München - Was gewesen wäre, wenn es nicht passiert wäre, hat Franz Beckenbauer in aufgeräumter Stimmung immer mal gern ausgemalt: "Jo mei, dann wären die Löwen heute noch in der Bundesliga und hätten ein paar Pokale mehr in der Vitrine."
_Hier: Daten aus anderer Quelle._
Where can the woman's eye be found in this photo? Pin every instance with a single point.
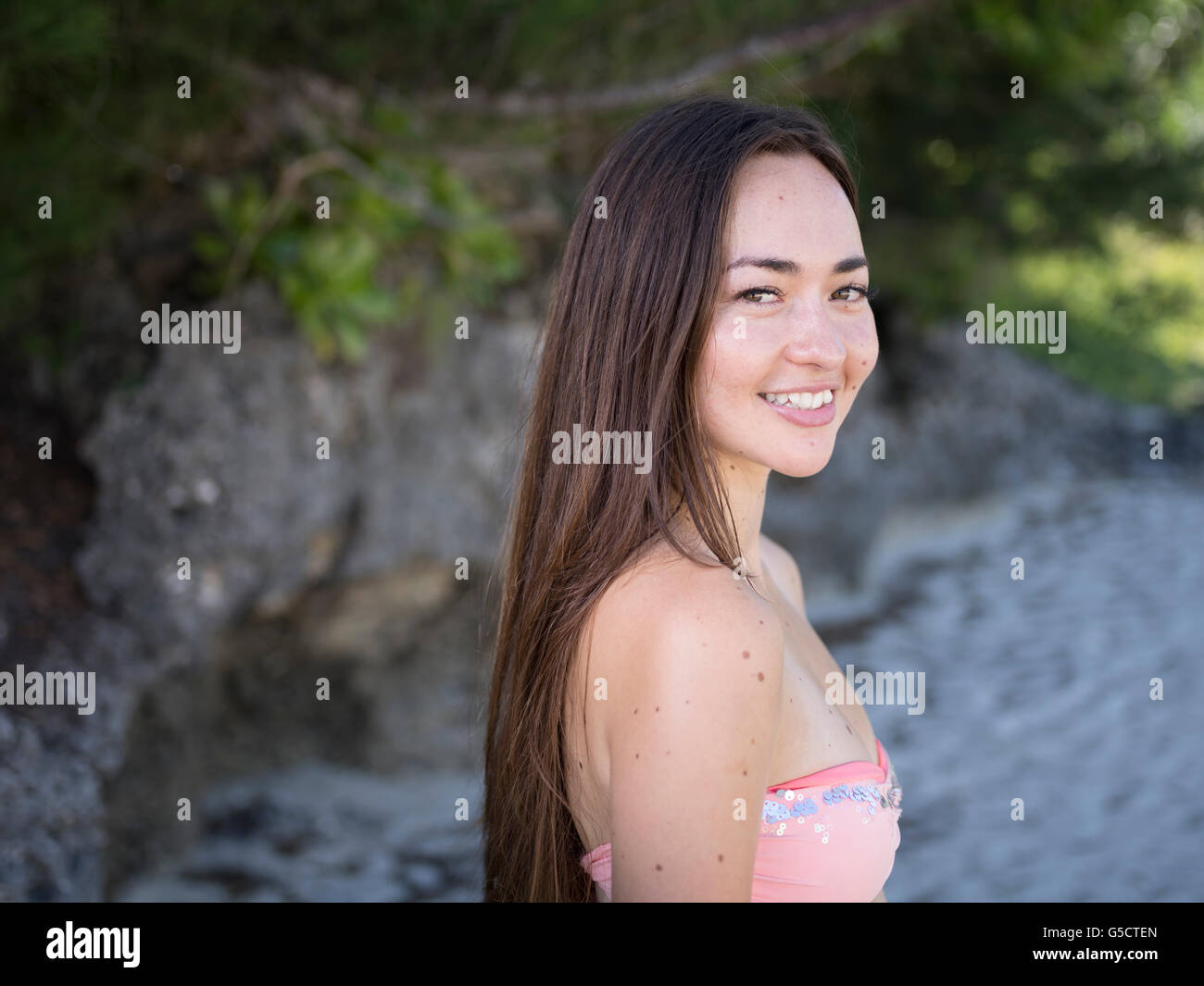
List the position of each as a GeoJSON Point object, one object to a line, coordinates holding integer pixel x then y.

Ganz ernst hat er das nicht gemeint, aber umgekehrt stellt sich schon die Frage, ob es in der Bayern-Vitrine nicht etwas leerer wäre heute. Dass der Kaiser nicht zu den Blauen, sondern zu den Roten ging, lag an einem König.
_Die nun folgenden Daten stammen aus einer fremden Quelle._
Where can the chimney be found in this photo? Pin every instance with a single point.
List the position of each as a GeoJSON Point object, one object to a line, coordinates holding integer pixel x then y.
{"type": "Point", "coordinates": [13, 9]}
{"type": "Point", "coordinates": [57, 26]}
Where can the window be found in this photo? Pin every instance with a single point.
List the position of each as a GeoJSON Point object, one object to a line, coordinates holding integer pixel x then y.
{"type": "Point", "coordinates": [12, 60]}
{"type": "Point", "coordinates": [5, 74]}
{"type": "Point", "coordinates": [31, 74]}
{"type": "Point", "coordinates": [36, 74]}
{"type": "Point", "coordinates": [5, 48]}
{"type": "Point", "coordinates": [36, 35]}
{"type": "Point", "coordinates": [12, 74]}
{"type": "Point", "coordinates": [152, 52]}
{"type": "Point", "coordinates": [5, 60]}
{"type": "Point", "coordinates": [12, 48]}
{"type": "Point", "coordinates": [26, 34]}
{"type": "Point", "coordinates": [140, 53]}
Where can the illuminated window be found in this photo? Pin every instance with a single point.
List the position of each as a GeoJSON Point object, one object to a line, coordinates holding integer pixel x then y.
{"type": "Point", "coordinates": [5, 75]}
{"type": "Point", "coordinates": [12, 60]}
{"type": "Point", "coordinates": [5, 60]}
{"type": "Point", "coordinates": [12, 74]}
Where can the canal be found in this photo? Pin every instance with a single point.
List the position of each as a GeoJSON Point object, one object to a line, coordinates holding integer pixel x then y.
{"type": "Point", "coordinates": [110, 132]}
Es geschah im Frühjahr 1958 beim Spiel des SC 06 gegen den TSV 1860. Es war das Finale des jährlichen Münchner Schüler-Turniers. Beckenbauer, damals 13, hatte bereits beschlossen, mit einigen Kumpels nach der Saison zu den klassenhöheren Löwen zu wechseln, da die Jugend des SC 06 aufgelöst wurde. Doch ausgerechnet im Spiel gegen sie änderte er seinen Entschluss. Denn er geriet an Gerhard König. Der war eigentlich Torwart, musste aber in der Abwehr aushelfen und begrüßte ihn schon mit den Worten: "Was willst du Depp hier?" Franz schoss als Antwort ein Tor und sagte: "Na da schaust, du Depp.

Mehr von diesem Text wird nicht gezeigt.